Steinmeier, der spanische Außenminister Manuel Garcia-Margallo und der französische Chefdiplomat Laurent Fabius legten am Montag einen Kranz am Flughafen Barcelona nieder, von wo die Unglücksmaschine gestartet war.

Der Copilot Andreas L. hatte den Germanwings-Airbus laut bisherigen Ermittlungsergebnissen am 24. März auf dem Weg von Barcelona nach Düsseldorf bewusst gegen einen Berg in den französischen Alpen gesteuert, um sich das Leben zu nehmen.
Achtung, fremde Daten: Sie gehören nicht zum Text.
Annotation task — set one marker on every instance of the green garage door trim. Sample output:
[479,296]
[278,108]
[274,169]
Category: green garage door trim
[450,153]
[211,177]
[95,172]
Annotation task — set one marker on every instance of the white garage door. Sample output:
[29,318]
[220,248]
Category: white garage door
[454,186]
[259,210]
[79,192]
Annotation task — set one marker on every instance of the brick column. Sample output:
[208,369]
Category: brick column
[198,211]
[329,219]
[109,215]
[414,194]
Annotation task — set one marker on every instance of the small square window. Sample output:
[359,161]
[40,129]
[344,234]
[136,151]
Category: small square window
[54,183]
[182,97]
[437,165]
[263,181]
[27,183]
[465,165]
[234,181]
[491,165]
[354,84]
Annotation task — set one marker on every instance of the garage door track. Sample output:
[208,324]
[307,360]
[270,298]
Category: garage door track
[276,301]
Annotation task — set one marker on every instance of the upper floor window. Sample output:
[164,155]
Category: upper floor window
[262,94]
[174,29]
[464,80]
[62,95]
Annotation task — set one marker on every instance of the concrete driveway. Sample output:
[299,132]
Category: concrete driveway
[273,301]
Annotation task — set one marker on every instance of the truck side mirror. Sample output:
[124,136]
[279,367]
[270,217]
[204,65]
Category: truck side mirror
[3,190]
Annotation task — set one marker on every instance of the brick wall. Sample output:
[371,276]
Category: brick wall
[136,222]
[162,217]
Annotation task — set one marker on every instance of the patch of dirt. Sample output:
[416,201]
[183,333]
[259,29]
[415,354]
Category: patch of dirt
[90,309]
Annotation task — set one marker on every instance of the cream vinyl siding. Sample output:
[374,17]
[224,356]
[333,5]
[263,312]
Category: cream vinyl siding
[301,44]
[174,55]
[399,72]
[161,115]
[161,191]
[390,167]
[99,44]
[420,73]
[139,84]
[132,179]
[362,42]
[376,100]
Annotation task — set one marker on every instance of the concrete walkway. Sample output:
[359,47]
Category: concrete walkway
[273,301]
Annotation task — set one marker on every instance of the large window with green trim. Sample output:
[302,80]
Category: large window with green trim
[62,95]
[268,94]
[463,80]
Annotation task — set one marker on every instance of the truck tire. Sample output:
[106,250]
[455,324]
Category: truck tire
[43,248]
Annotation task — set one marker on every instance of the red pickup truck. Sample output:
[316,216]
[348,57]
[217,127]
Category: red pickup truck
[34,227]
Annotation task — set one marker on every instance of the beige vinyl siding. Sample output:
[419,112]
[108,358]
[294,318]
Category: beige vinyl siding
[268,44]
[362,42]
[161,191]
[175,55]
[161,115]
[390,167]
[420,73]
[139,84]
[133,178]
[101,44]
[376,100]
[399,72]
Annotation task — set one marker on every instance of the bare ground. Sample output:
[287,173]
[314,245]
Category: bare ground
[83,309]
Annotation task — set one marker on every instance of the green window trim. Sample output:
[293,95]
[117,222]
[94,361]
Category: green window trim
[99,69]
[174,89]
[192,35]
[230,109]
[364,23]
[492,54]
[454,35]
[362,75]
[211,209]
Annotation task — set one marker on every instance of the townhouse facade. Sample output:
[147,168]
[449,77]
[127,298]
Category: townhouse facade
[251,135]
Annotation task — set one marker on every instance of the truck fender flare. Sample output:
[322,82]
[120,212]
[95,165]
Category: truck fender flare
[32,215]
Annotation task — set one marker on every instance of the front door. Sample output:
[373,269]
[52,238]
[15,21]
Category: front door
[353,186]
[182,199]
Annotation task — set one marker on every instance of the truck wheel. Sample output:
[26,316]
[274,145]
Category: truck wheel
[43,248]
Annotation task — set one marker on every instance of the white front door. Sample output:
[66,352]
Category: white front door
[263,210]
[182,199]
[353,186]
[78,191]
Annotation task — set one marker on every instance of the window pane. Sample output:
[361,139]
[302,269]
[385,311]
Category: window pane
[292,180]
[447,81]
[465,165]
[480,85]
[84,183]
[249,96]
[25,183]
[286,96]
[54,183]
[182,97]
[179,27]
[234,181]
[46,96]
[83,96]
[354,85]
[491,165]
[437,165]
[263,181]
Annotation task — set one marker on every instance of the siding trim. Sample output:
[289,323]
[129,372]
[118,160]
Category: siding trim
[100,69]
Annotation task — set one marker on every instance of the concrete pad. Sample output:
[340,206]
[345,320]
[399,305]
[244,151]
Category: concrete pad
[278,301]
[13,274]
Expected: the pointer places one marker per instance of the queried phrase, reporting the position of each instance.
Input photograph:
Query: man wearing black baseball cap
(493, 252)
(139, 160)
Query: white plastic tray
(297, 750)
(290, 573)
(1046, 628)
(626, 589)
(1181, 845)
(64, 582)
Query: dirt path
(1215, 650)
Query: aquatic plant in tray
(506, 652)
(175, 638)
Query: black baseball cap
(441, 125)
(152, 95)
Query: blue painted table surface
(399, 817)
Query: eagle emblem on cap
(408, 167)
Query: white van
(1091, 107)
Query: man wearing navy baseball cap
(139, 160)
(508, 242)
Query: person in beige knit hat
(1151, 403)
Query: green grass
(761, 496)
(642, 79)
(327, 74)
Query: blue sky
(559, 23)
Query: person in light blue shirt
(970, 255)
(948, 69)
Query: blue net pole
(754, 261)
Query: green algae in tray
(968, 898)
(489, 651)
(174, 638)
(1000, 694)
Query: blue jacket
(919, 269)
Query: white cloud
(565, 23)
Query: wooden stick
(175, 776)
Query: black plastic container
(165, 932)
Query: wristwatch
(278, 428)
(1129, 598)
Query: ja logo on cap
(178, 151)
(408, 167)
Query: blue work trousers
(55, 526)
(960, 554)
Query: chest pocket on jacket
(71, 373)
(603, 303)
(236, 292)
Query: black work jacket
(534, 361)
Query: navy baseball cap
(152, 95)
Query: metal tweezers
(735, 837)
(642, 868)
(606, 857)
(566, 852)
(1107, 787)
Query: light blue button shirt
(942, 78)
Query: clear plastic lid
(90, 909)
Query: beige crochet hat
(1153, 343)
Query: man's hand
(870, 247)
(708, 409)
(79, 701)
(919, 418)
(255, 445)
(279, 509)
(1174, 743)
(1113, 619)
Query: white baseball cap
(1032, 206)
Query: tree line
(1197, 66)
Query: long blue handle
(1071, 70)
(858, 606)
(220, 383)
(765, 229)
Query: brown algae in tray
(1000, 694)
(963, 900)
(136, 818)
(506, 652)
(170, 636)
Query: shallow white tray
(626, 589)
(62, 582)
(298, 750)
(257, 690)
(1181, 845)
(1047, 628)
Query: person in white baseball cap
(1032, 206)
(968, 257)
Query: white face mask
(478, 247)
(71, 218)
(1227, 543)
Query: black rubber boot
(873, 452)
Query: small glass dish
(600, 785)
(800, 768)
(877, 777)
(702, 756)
Dabei starben alle 150 Menschen an Bord, darunter 75 Deutsche.


Der Weltpilotenverband IFALPA verwies darauf, dass jede Flugunfalluntersuchung nach international festgelegten Standards vorgenommen werden müsse. Die Untersuchung im Fall des Germanwings-Fluges 4U 9525 genüge diesen Standards bisher nicht.

Die Veröffentlichung von vertraulichen Informationen, medialer Druck und politische Erwägungen beschädigen jenes hart erkämpfte Umfeld, auf welches sich die Luftfahrtindustrie geeinigt hat, um Flugunfälle zu untersuchen und daraus Verbesserungen zu erarbeiten“, erklärte der Verband.
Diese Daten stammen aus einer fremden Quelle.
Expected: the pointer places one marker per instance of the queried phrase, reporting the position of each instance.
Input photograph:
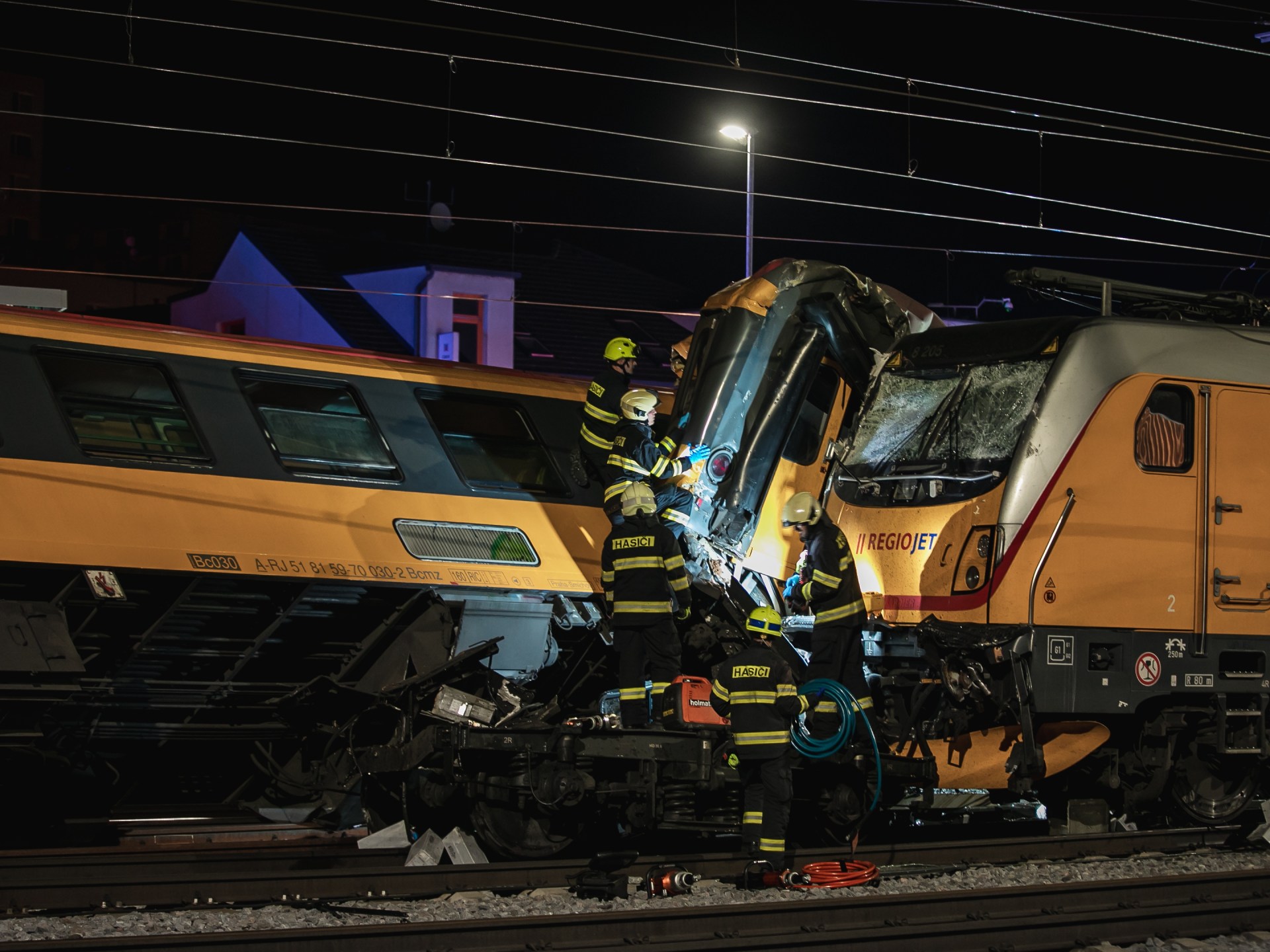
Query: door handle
(1224, 508)
(1218, 580)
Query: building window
(469, 320)
(803, 446)
(122, 409)
(1162, 434)
(492, 444)
(319, 428)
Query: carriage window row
(128, 409)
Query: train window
(493, 444)
(319, 428)
(1162, 434)
(122, 409)
(803, 446)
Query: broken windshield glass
(925, 418)
(901, 413)
(991, 413)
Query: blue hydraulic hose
(821, 748)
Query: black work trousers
(769, 790)
(646, 653)
(837, 654)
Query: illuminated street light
(741, 135)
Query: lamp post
(741, 135)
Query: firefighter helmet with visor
(803, 509)
(635, 404)
(621, 349)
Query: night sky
(556, 124)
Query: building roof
(570, 301)
(304, 262)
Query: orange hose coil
(839, 875)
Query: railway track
(1061, 917)
(73, 881)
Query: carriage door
(1238, 589)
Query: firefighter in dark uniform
(756, 690)
(643, 578)
(600, 413)
(831, 590)
(639, 457)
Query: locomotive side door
(1238, 588)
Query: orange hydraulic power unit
(687, 703)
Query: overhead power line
(905, 112)
(624, 229)
(1117, 27)
(634, 179)
(818, 63)
(503, 117)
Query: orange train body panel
(87, 516)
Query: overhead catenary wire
(635, 179)
(1047, 15)
(817, 63)
(630, 229)
(795, 198)
(423, 295)
(596, 74)
(816, 163)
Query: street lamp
(741, 135)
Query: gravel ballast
(559, 902)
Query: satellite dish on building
(440, 218)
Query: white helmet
(635, 404)
(638, 499)
(803, 509)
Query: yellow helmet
(635, 404)
(803, 508)
(680, 356)
(638, 499)
(765, 622)
(621, 348)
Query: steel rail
(1050, 917)
(95, 881)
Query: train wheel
(513, 833)
(1209, 787)
(836, 810)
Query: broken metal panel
(525, 627)
(753, 358)
(36, 641)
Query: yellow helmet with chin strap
(765, 622)
(638, 499)
(680, 356)
(621, 349)
(635, 404)
(803, 509)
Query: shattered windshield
(945, 420)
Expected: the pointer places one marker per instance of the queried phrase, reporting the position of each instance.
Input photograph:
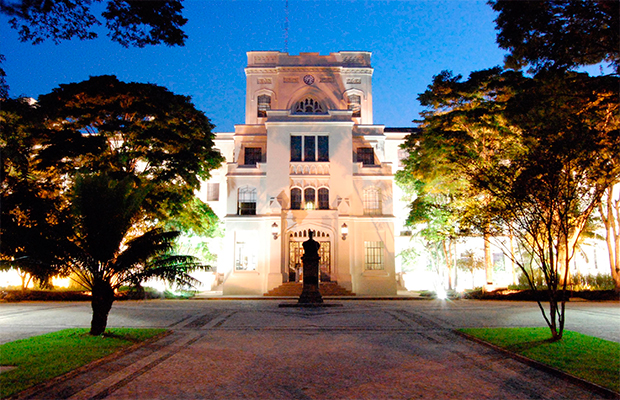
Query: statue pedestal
(310, 293)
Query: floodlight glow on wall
(275, 231)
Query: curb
(43, 386)
(593, 387)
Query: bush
(591, 282)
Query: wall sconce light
(275, 231)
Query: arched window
(246, 204)
(372, 201)
(323, 199)
(295, 199)
(309, 198)
(308, 106)
(264, 105)
(355, 105)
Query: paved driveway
(362, 350)
(24, 319)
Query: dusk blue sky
(410, 42)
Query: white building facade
(308, 158)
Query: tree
(559, 33)
(609, 210)
(464, 129)
(32, 200)
(136, 23)
(129, 129)
(103, 256)
(534, 150)
(138, 131)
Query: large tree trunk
(102, 299)
(610, 213)
(488, 258)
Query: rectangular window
(309, 148)
(323, 148)
(295, 198)
(247, 201)
(295, 148)
(373, 256)
(372, 201)
(213, 191)
(245, 257)
(309, 198)
(323, 199)
(366, 155)
(253, 155)
(264, 105)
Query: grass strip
(40, 358)
(590, 358)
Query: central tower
(308, 158)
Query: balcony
(298, 168)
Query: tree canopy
(136, 129)
(130, 23)
(559, 33)
(140, 132)
(534, 153)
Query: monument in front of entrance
(310, 293)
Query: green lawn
(44, 357)
(593, 359)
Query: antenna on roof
(286, 27)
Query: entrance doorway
(296, 251)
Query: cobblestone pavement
(362, 350)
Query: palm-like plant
(103, 257)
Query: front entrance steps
(293, 289)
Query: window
(366, 155)
(295, 199)
(253, 155)
(309, 198)
(245, 257)
(213, 191)
(323, 199)
(308, 106)
(323, 148)
(247, 201)
(296, 148)
(355, 105)
(402, 156)
(372, 201)
(373, 256)
(310, 148)
(264, 105)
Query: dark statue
(310, 293)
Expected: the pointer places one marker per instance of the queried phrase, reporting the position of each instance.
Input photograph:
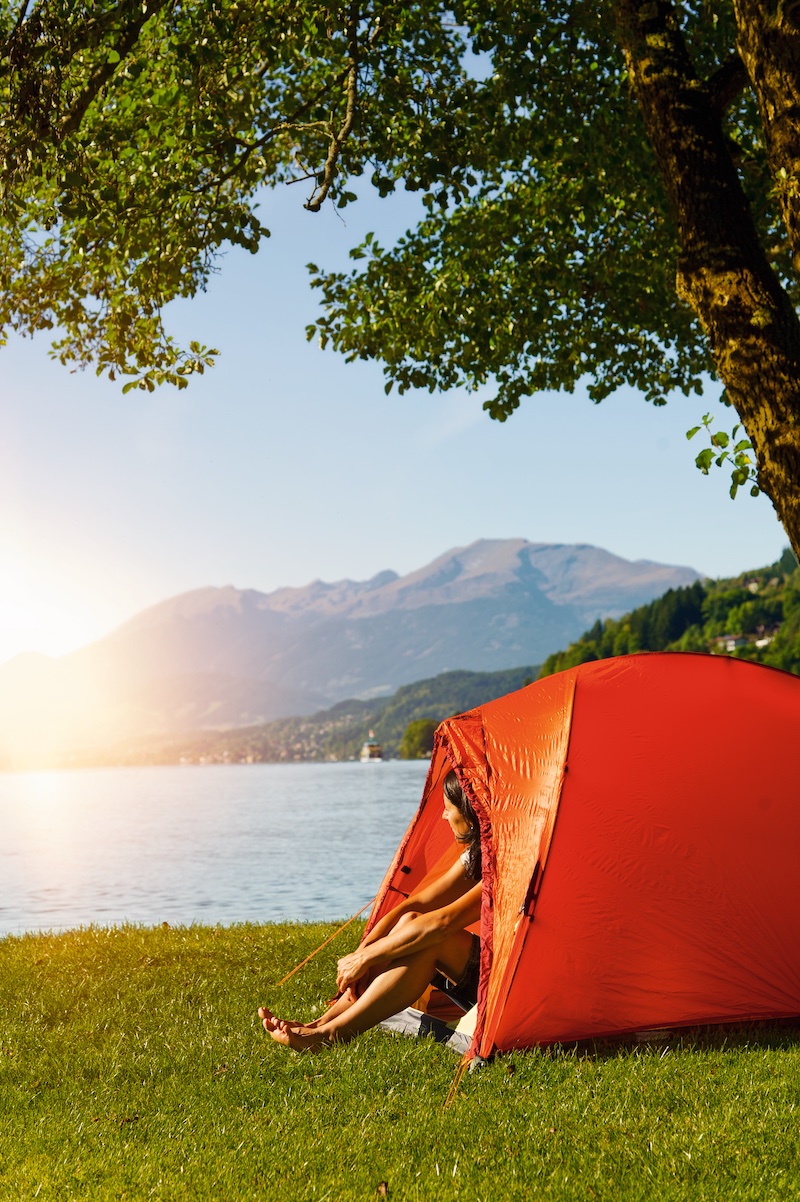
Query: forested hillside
(754, 617)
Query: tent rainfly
(640, 834)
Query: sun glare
(46, 608)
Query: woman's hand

Nur das endgültige Ergebnis einer ordentlichen Flugunfalluntersuchung erlaube es, „gesicherte Schlüsse zu ziehen und geeignete Verbesserungen zu identifizieren“, hieß es weiter in der IFALPA-Stellungnahme. Zugleich äußerte sich Verband bestürzt über den „tragischen Absturz“. „Die mutmaßlichen Umstände dieses Absturzes, wie von der französischen Staatsanwaltschaft beschrieben, sind jenseits unseres Vorstellungsvermögens und würden einen extremen Einzelfall darstellen.“

Auch die Vereinigung Cockpit bekräftigte ihre Aufforderung an alle Beteiligten, sich auf „die unabhängige und faktenorientierte Flugunfalluntersuchung zu konzentrieren“. „Die über Jahrzehnte gewachsene und weltweit standardisierte Flugunfalluntersuchung dient der Erhöhung der Flugsicherheit“, unterstrich der Cockpit-Präsident Ilja Schulz. „Politische und mediale Interessen dürfen keinen Einfluss auf die professionelle Arbeit der Experten haben.“

Derweil will die Bundesregierung einem Zeitungsbericht zufolge nach dem Germanwings-Absturz ihr Vorhaben beschleunigt umsetzen, auch für Angehörige von Unfallopfern einen Anspruch auf Entschädigung gesetzlich festschreiben. „Der schreckliche Flugzeugabsturz hat den Handlungsbedarf deutlich gemacht“, sagte der SPD-Rechtsexperte Johannes Fechner der Rheinischen Post (Montagsausgabe). Derzeit haben dem Bericht zufolge Angehörige von Unfallopfern nur dann Anspruch auf Entschädigung, wenn sie nachweisen können, dass der Tod ihres Verwandten auch bei ihnen schwere gesundheitliche Schäden ausgelöst hat.